Sunday, October 28, 2012

Englishy Things


I’m still deciding on whether or not to take an English Lit course sometime. I’ve always vaguely despised the way that students are forced to wring meaning out of books and short stories. All the overanalyzing and discussing and presuming gives me a headache. If a person reads a book and appreciates it as a work of art, why must they peer into every nook and cranny for foreshadowing, plot peaks, characterization, and themes, to name a few. For goodness’ sake, a book can have multiple climaxes, motifs, and points of view. It largely depends on the reader and what experiences have shaped their views up until the point of reading the book. You experience a book in a different way from the next person. There’s rarely a “right” answer to anything.
   I’m not saying it isn’t good to notice these things. It’s great to be aware of them. But notice them and MOVE ON. Don’t spend pages and pages writing about it.

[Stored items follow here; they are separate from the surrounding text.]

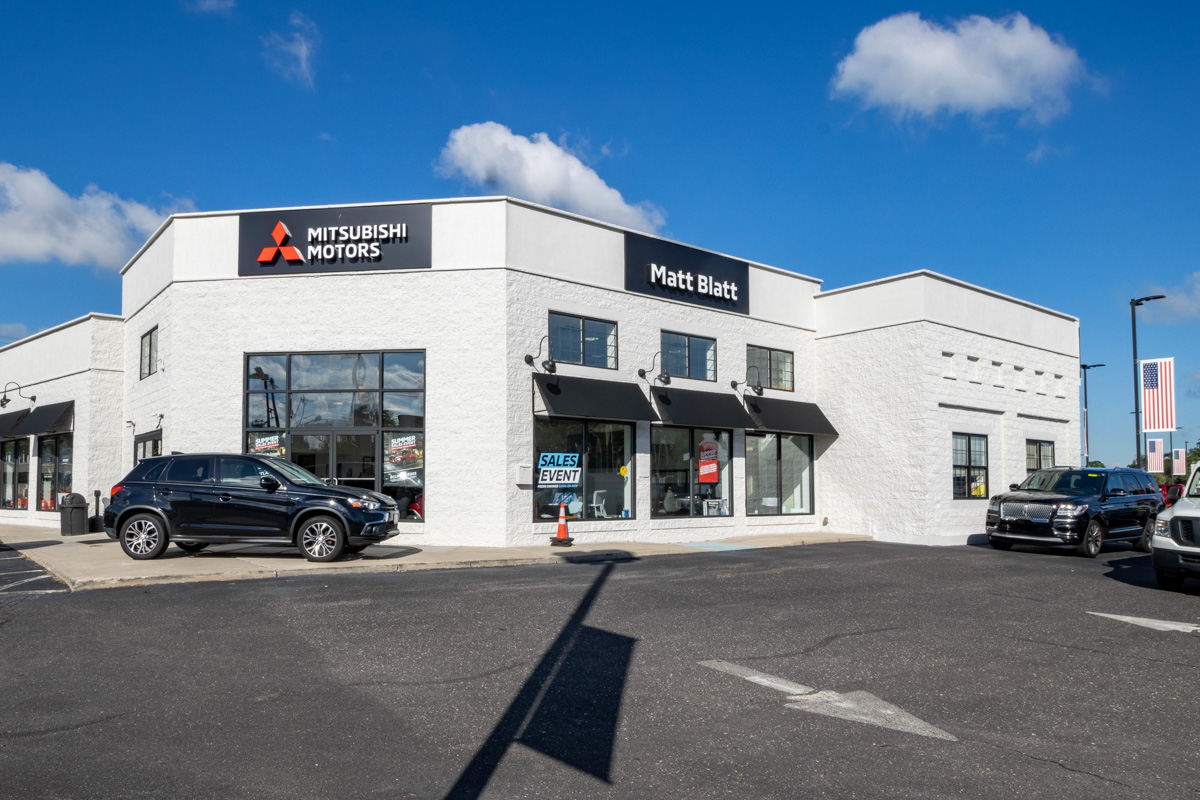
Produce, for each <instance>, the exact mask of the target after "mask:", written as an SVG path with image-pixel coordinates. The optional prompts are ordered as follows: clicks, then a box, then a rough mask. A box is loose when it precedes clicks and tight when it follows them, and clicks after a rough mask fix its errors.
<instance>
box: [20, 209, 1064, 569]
mask: <svg viewBox="0 0 1200 800" xmlns="http://www.w3.org/2000/svg"><path fill="white" fill-rule="evenodd" d="M121 275H122V309H121V315H120V317H116V315H109V314H98V313H97V314H89V315H86V317H83V318H80V319H76V320H71V321H68V323H64V324H62V325H59V326H56V327H54V329H50V330H47V331H42V332H38V333H35V335H32V336H29V337H26V338H24V339H22V341H19V342H16V343H12V344H8V345H6V347H4V348H0V381H4V383H5V384H6V386H7V387H6V389H5V390H4V398H6V401H7V402H4V408H0V525H4V524H6V523H7V524H14V523H16V524H46V525H58V511H56V509H58V506H59V504H60V503H61V498H62V497H64V495H65V494H66V493H67V492H79V493H83V494H84V495H85V497H88V499H89V501H90V500H91V498H92V492H94V491H100V492H101V493H102V495H103V497H104V498H107V497H108V491H109V487H110V486H112V485H113V483H115V482H116V481H118V480H120V479H121V476H122V475H125V473H126V471H128V469H130V468H131V467H132V465H133V463H134V461H136V459H137V458H142V457H146V456H152V455H158V453H167V452H172V451H180V452H200V451H205V452H206V451H220V452H258V453H266V455H277V456H281V457H284V458H288V459H292V461H294V462H296V463H299V464H301V465H304V467H305V468H307V469H310V470H311V471H313V473H316V474H317V475H318V476H320V477H325V479H329V480H332V481H337V482H340V483H346V485H352V486H361V487H365V488H371V489H376V491H379V492H383V493H386V494H389V495H391V497H394V498H396V499H397V501H398V503H400V504H401V507H412V509H413V510H414V513H413V515H412V518H410V519H409V521H407V523H406V524H404V525H402V529H401V536H400V539H397V540H392V541H394V542H403V543H413V545H418V546H420V545H422V543H424V545H484V546H516V545H530V543H545V542H546V541H547V539H546V537H547V536H550V535H552V534H553V533H554V530H556V524H557V521H558V513H559V507H560V505H562V507H563V509H564V510H565V511H566V515H568V517H569V521H570V535H571V536H574V537H575V539H576V541H584V542H586V541H690V540H696V541H698V540H706V539H725V537H730V536H738V535H751V534H767V533H776V531H778V533H784V531H786V533H803V531H836V533H859V534H870V535H874V536H875V537H876V539H881V540H888V541H908V542H922V543H959V542H961V541H964V540H965V537H966V536H967V535H970V534H976V533H982V531H983V529H984V517H985V510H986V498H988V497H989V494H994V493H996V492H998V491H1001V489H1003V488H1007V486H1008V485H1009V483H1013V482H1018V481H1020V480H1022V479H1024V477H1025V475H1026V474H1027V470H1028V469H1031V468H1033V467H1038V465H1050V464H1078V463H1079V450H1080V447H1079V411H1078V375H1079V323H1078V320H1076V319H1075V318H1074V317H1069V315H1067V314H1063V313H1060V312H1056V311H1051V309H1049V308H1043V307H1040V306H1037V305H1033V303H1031V302H1026V301H1022V300H1016V299H1013V297H1007V296H1004V295H1001V294H997V293H995V291H990V290H986V289H983V288H979V287H974V285H970V284H967V283H964V282H961V281H955V279H953V278H949V277H946V276H941V275H936V273H932V272H928V271H919V272H910V273H906V275H899V276H894V277H888V278H882V279H878V281H872V282H870V283H865V284H859V285H853V287H845V288H840V289H834V290H830V291H821V281H818V279H817V278H811V277H806V276H804V275H799V273H797V272H792V271H788V270H782V269H776V267H773V266H767V265H763V264H756V263H752V261H748V260H745V259H740V258H734V257H728V255H722V254H718V253H713V252H709V251H704V249H700V248H695V247H689V246H685V245H680V243H677V242H671V241H667V240H664V239H659V237H655V236H648V235H644V234H641V233H634V231H630V230H625V229H623V228H619V227H616V225H611V224H607V223H602V222H598V221H594V219H587V218H583V217H580V216H575V215H570V213H565V212H562V211H557V210H553V209H548V207H545V206H539V205H535V204H530V203H526V201H522V200H516V199H511V198H463V199H451V200H434V201H419V203H392V204H376V205H362V206H317V207H302V209H275V210H256V211H228V212H205V213H180V215H174V216H172V217H170V218H168V219H167V221H166V222H164V223H163V224H162V225H161V227H160V229H158V230H157V231H156V233H155V234H154V236H151V239H150V240H149V241H148V242H146V243H145V245H144V246H143V247H142V248H140V249H139V251H138V252H137V253H136V254H134V257H133V258H132V259H131V260H130V263H128V264H127V265H126V266H125V269H124V270H122V273H121ZM35 398H36V399H35ZM0 402H2V401H0ZM418 507H419V509H420V517H418V516H416V513H415V510H416V509H418Z"/></svg>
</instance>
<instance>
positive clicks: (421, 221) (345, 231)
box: [238, 203, 433, 275]
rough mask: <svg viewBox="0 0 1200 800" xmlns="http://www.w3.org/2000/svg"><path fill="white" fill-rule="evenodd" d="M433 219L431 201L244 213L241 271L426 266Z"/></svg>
mask: <svg viewBox="0 0 1200 800" xmlns="http://www.w3.org/2000/svg"><path fill="white" fill-rule="evenodd" d="M432 218H433V206H432V205H430V204H428V203H419V204H414V205H370V206H355V207H344V209H304V210H299V211H256V212H253V213H244V215H241V218H240V221H239V225H238V275H308V273H312V272H358V271H361V270H427V269H430V266H432V264H431V253H432V239H433V236H432Z"/></svg>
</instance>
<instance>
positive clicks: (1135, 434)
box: [1085, 294, 1166, 468]
mask: <svg viewBox="0 0 1200 800" xmlns="http://www.w3.org/2000/svg"><path fill="white" fill-rule="evenodd" d="M1165 296H1166V295H1164V294H1156V295H1150V296H1148V297H1135V299H1133V300H1130V301H1129V320H1130V323H1132V324H1133V440H1134V449H1135V452H1136V453H1138V456H1136V459H1135V461H1134V467H1139V468H1140V467H1141V374H1140V371H1139V369H1138V306H1140V305H1142V303H1144V302H1150V301H1151V300H1163V299H1164V297H1165ZM1085 374H1086V373H1085Z"/></svg>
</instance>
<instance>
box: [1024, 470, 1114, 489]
mask: <svg viewBox="0 0 1200 800" xmlns="http://www.w3.org/2000/svg"><path fill="white" fill-rule="evenodd" d="M1102 486H1104V474H1103V473H1093V471H1090V470H1085V469H1068V470H1066V471H1058V470H1045V469H1043V470H1038V471H1036V473H1033V474H1032V475H1030V476H1028V477H1027V479H1025V482H1024V483H1021V486H1020V487H1019V488H1020V489H1022V491H1025V492H1056V493H1060V494H1099V493H1100V487H1102Z"/></svg>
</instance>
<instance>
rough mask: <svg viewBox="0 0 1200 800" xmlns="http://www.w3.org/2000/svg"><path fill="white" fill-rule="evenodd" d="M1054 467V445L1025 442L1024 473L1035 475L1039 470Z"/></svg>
mask: <svg viewBox="0 0 1200 800" xmlns="http://www.w3.org/2000/svg"><path fill="white" fill-rule="evenodd" d="M1051 467H1054V443H1052V441H1038V440H1036V439H1026V440H1025V471H1026V473H1036V471H1037V470H1039V469H1050V468H1051Z"/></svg>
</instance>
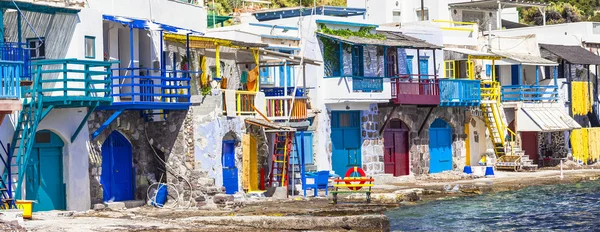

If we have to look that desperately for meaning in a book, if we have to invent opinions about pre-selected aspects of a piece of writing just to pass exams, (notice how just is in italics, because, contrary to popular belief, your worth as a human being is not actually determined by whether or not you can pass a standardized test), then either the whole business is being taught wrong, the writer wasn’t as clear as she/he should have been in the first place, OR we were meant to read books as readers and not as analysts.